Hospitais e Santas Casas falam em fechar 20 mil leitos

A escalada do preço de remédios e a defasagem de valores pagos pelo poder público por exames e procedimentos são outros gargalos

Redação Jornal de Brasília

27/08/2022 8h36

O novo piso da enfermagem, sancionado este mês, pode levar ao fechamento de mais de 20 mil leitos hospitalares e à dispensa de 83 mil funcionários, segundo pesquisa feita pelas cinco maiores entidades do setor hospitalar do País nesta semana. A escalada do preço de remédios e a defasagem de valores pagos pelo poder público por exames e procedimentos são outros gargalos.
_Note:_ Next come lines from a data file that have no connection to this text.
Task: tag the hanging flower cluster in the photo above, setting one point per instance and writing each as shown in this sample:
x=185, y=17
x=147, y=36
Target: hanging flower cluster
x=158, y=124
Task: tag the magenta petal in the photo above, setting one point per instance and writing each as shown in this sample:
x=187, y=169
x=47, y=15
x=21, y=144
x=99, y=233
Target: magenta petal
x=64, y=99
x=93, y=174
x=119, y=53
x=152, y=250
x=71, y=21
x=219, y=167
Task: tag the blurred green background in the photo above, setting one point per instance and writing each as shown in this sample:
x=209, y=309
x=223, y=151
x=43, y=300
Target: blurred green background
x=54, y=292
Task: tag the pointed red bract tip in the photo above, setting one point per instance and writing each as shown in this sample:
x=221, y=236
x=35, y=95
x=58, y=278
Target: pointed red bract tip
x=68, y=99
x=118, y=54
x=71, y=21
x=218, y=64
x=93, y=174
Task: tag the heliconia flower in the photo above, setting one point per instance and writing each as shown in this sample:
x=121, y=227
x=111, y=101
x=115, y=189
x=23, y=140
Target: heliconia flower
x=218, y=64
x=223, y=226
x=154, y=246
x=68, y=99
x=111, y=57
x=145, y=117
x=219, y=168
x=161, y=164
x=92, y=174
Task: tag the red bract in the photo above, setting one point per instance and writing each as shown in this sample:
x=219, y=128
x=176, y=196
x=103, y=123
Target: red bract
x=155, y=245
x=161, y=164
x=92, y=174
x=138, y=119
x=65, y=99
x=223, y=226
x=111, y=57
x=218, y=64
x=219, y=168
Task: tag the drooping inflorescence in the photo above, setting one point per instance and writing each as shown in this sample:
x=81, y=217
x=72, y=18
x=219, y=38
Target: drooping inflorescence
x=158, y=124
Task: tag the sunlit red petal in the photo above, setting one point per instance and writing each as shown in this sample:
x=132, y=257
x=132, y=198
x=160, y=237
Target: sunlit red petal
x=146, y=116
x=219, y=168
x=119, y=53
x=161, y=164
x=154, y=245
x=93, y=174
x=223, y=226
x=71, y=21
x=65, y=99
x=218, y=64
A Lei 14.434/22, sancionada pelo presidente Jair Bolsonaro (PL), no dia 4 de agosto, estabelece o piso salarial para enfermeiros, contratados em regime CLT (Consolidação das Leis do Trabalho), em R$ 4.750, para técnicos de enfermagem em R$ 3.325 e para auxiliares de enfermagem e parteiras em R$ 2.375.

Responsáveis por mais de 50% dos atendimentos ambulatoriais e internações hospitalares realizados no Sistema Único de Saúde (SUS), hospitais filantrópicos e Santas Casas estão entre os mais afetados. O Conselho Federal de Enfermagem (Cofen) argumenta que a dificuldade dessas instituições é histórica e não se relaciona apenas com o aumento do piso salarial da categoria.

A Confederação das Santas Casas de Misericórdia, Hospitais e Entidades Filantrópicas (CMB), Confederação Nacional de Saúde (CNSaúde), Federação Brasileira de Hospitais (FBH), Associação Nacional de Hospitais Privados (Anahp) e Associação Brasileira de Medicina Diagnóstica (Abramed) ouviram para o levantamento 2.511 instituições de saúde de todas as regiões. Dentre os participantes, 42,9% são hospitais e, desses, 35% não têm fins lucrativos. Apenas 12% das instituições consultadas são de grande porte.

Segundo a pesquisa, a folha de pagamento, que já representava a maior despesa dos hospitais, será onerada, em média, em 60% – sendo que em hospitais de pequeno porte este ônus será de 64%. Diante desse cenário, foi questionado aos estabelecimentos quais medidas deverão ser tomadas: 51% terão de reduzir o número de leitos, 77% terão de reduzir o corpo de enfermagem, 65% vão reduzir o quadro de colaboradores em outras áreas e 59% cancelarão investimentos. A pesquisa aponta que serão fechados cerca de 27 leitos por instituição, em média.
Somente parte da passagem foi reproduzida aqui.